Completed — 1 populations, 158 total simulations
Posterior analysis
The posterior distribution shows how much each parameter value is supported by the observed data. A narrow posterior means the data is informative about that parameter; a wide posterior means it is hard to identify from this QoI alone.
if history.n_populations > 1:
fig, ax = plt.subplots(figsize=(8, 5))
visualization.plot_epsilons(history, yscale='linear', ax=ax)
ax.set_title("Tolerance (epsilon) over ABC-SMC populations")
df_posterior, w = history.get_distribution(m=0, t=history.max_t)
display(df_posterior.head())
print("\nParameter recovery:")
for param, true_val in dic_real_value.items():
mean = df_posterior[param].mean()
std = df_posterior[param].std()
print(f" {param}: true={true_val:.3f} posterior={mean:.3f} ± {std:.3f} (relative error {abs(mean-true_val)/true_val*100:.1f}%)")
visualization.plot_kde_matrix(df_posterior, w, refval=dic_real_value, refval_color="red")

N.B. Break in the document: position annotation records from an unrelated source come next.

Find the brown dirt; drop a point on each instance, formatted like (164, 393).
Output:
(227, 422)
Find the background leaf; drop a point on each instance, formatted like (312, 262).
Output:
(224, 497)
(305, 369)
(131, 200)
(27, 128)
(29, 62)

| name | epi2infected_hfm | mac_phag_rate_infected |
|---|---|---|
| id | ||
| 2 | 0.346153 | 1.159550 |
| 3 | 0.354043 | 0.920385 |
| 4 | 0.401899 | 1.447023 |
| 5 | 0.451707 | 1.355795 |
| 6 | 0.366163 | 0.875740 |
Parameter recovery:
mac_phag_rate_infected: true=1.000 posterior=1.132 ± 0.220 (relative error 13.2%)
epi2infected_hfm: true=0.400 posterior=0.401 ± 0.057 (relative error 0.2%)
array([[<Axes: ylabel='epi2infected_hfm'>, <Axes: >],
[<Axes: xlabel='epi2infected_hfm', ylabel='mac_phag_rate_infected'>,
<Axes: xlabel='mac_phag_rate_infected'>]], dtype=object)
This completes the UQ-PhysiCell example series. To combine sampling (ex5/ex6) with calibration (ex7/ex8), use calculate_qoi_from_db_file to compute QoIs from an existing raw-MCDS database and feed them into a CalibrationContext without re-running any simulations.